Josh Gibson was born and played during a
time when the baseball leagues were segregated. In a much later day and
age, his performance behind the plate would have made him a much sought
after commodity on any major league baseball team. However, Gibson was a
man of his time and he, instead, played in the Negro Leagues, spending
most of his career playing for the Homestead Grays. Just how good was
he? Well, some called him the “Babe Ruth” of the Negro
Gibson was born in Georgia in December of 1911. When he was young, Gibson and his family moved to Pittsburgh. He was training to become an electrician when he got his first taste of the game of baseball. That first game was when he was just 16-years-old and for a semi-pro team sponsored by a local Gimbels department store. He also worked at the store as an elevator operator. While playing for the Gimbel’s team, he was recruited for the Pittsburgh Crawfords.

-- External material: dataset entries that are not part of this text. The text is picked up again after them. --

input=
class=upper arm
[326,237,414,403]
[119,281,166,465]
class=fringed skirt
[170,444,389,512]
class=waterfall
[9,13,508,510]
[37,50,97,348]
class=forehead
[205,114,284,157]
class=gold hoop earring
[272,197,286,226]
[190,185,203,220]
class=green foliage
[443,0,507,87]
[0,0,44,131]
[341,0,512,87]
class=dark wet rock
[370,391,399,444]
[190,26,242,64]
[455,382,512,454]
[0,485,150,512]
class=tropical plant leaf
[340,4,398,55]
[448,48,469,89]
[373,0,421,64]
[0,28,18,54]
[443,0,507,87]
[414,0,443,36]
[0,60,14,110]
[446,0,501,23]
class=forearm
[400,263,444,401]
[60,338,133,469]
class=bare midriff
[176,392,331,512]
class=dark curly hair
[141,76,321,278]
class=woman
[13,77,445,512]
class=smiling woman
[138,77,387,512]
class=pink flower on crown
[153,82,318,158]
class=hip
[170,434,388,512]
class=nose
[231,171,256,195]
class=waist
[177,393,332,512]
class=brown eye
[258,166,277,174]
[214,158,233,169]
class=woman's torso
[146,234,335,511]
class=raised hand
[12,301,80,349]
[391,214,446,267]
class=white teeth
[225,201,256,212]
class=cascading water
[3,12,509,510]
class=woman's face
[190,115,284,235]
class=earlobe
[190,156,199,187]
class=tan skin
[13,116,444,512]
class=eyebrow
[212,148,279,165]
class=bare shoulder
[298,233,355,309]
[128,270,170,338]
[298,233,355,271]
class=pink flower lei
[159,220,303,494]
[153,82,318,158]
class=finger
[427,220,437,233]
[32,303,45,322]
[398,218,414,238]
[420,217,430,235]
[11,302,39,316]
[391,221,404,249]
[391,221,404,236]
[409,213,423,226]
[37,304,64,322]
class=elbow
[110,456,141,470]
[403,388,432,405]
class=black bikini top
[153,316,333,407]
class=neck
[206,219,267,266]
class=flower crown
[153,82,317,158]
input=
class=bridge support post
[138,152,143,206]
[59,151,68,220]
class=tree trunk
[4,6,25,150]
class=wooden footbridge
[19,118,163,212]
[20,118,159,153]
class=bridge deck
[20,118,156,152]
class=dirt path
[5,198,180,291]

In 1930, Gibson was all of 18, and he was recruited by Cum Posey to play for the Homestead Grays. The Grays were the dominant Negro League baseball team in the Pittsburgh area at the time. Gibson made his debut in a Grays uniform on July 31, 1930. Just days later he would experience tragedy when his wife went into premature labor and died while giving birth to his son Josh Gibson, Jr.
As for the stats involved in the Negro Leagues, things get a bit muddy. It was more profitable, for example, for players in those leagues to go on side trips and “barnstorming” tours through various small towns to play exhibition games than it was to play regular season games. Therefore, much of Gibson’s stats are unknown.
Some things are known, however. In 1934 Gibson hit 69 home runs against all levels of competitors that he faced. In league games, he hit only 11 of those homers, however.
Gibson had an overall batting average of .359. He had a slugging percentage of .648. When he was inducted into the Baseball Hall of Fame, it was determined that his total home run output was somewhere around an astounding 800. He played for a total of 17 years in the Negro Leagues, never once playing for a Major League team.
In recent years, baseball statistics fans have gone back to look at the Negro League box scores. Although the numbers are still unsure, the total number of home runs that Gibson hit in official Negro League games is probably somewhere around 150 to 200. Prior to this analysis, some guessed that he may have hit almost 1,000 home runs total. In total, he may have come close, but many of those might have come from playing inferior teams in exhibition games.
Even with that reduced rate indicated by official league stats, his home run output was impressive. Gibson was likely hitting a home run once every 15.9 at bats. That rate ranks right up there with some of the most prodigious home run hitters in the majors.